A clinician asks 'what's the current first-line treatment for Stage II colon cancer in patients over 70?' — they want a real answer, with citations to actual papers, and no confabulation.
A user hands your agent an ambiguous goal — 'plan my trip to Kyoto next month, I want it to be relaxed but I don't want to miss anything real'. You need to break this into a ten-step workflow and actually execute it.
Your support desk receives short chat messages in a dozen languages — Spanish, Hindi, Vietnamese, Arabic — and needs to translate them into English so the support team can answer.

What you're actually pattern-matching on

Look at the ones you got wrong. If most of your misses went bigger than the right answer— if you thought “I'll just reach for the LLM, it's safer” — that's the real lesson of this exercise. For about five years the industry default was “use the biggest thing you can afford.” The default is quietly flipping: use the smallest thing that can do the job reliably, and reach for a bigger one only when something in the task genuinely requires it. That's not a contrarian take; it's the direct consequence of the cost curve you saw earlier.

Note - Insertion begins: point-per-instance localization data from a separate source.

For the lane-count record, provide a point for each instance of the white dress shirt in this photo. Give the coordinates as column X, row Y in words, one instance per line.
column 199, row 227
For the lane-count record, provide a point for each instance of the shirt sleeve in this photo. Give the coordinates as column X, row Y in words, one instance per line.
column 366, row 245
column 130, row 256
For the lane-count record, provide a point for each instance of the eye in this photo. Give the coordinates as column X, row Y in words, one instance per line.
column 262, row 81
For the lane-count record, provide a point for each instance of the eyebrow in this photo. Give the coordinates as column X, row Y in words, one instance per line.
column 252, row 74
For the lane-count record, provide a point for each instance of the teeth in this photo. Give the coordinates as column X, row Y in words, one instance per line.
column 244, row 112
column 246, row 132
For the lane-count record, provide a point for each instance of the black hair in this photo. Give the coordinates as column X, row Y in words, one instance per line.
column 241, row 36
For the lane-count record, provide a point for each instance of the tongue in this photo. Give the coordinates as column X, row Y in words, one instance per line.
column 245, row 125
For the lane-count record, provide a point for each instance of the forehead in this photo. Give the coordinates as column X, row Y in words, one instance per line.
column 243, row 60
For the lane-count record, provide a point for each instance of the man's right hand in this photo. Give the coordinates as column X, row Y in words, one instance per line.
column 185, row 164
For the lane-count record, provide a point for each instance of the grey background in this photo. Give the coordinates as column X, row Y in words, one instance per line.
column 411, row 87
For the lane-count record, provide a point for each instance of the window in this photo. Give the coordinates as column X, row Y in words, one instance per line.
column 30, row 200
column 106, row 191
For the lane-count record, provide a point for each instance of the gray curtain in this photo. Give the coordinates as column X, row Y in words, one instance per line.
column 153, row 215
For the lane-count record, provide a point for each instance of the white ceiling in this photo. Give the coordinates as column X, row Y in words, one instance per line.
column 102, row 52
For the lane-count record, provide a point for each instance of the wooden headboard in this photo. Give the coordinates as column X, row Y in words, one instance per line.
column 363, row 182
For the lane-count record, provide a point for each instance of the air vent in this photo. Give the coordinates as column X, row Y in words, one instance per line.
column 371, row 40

Signals that tip a task toward a small model: narrow label set, known schema, fixed vocabulary, high volume, tight latency, you own the input distribution. Signals that tip it toward a big model: open-ended input, genuine reasoning across multiple facts, creative writing of any meaningful length, or a task the system has never seen before and can't be retrained on. Hybrid shows up whenever one hop wants one and a different hop wants the other — which in practice is more often than you'd think.

There's a more precise way to think about “narrow.” Every production task has two separable difficulties. The first is distribution shift: how far the real-world inputs sit from the base model's pretraining distribution. The second is a capability ceiling: whether the task requires a cognitive operation (multi-hop reasoning, novel code synthesis, long-range coherence) that the architecture can't perform at any amount of fine-tuning. A narrow task — in the sense this lesson means it — is one with high distribution shift but a low capability ceiling. Routing a bank's 40 support queues is wildly out-of-distribution for pretraining (no web corpus contains your internal queue names), but it's cognitively trivial: the model just needs to learn a mapping from phrasings to labels. That's the shape where a fine-tuned SLM dominates, because every parameter you have is spent absorbing your distribution instead of holding onto Shakespeare and Python and Hindi grammar. The xLAM-7B-vs-GPT-4 result on the Berkeley Function Calling Leaderboard is the same phenomenon: tool-calling is massively out-of-distribution for web pretraining, but its capability ceiling is low enough that a specialised 7B saturates it.

The tasks where SLMs still lose are the ones where the capability ceiling is the binding constraint. AIME math isn't out-of-distribution — the problems look like the ones in training — but the cognitive operation (multi-step deductive search with backtracking) is one that seems to require a model big enough to host parallel reasoning traces. Phi-4-mini-reasoning at 3.8B tops out around AMC-10 level (~80% on GSM8K, ~35% on MATH-500); o3-mini and DeepSeek-R1 clear AIME. No amount of fine-tuning a 1B model on math data closes that gap, because the ceiling isn't about what the model has seen — it's about what the forward pass can compute in one sweep. Knowing which failure you're looking at — distribution shift or capability ceiling — is the whole diagnostic.

The rest of Microscale is the working-out of this instinct. Act II shows you how SLMs actually work inside. Act III is the bestiary of ones you can use today. Act IV is how they learn to be that good. Act V is where they still break. Acts VI through IX take you from “I want a specialist” to “the specialist is live, serving traffic, paying for itself.”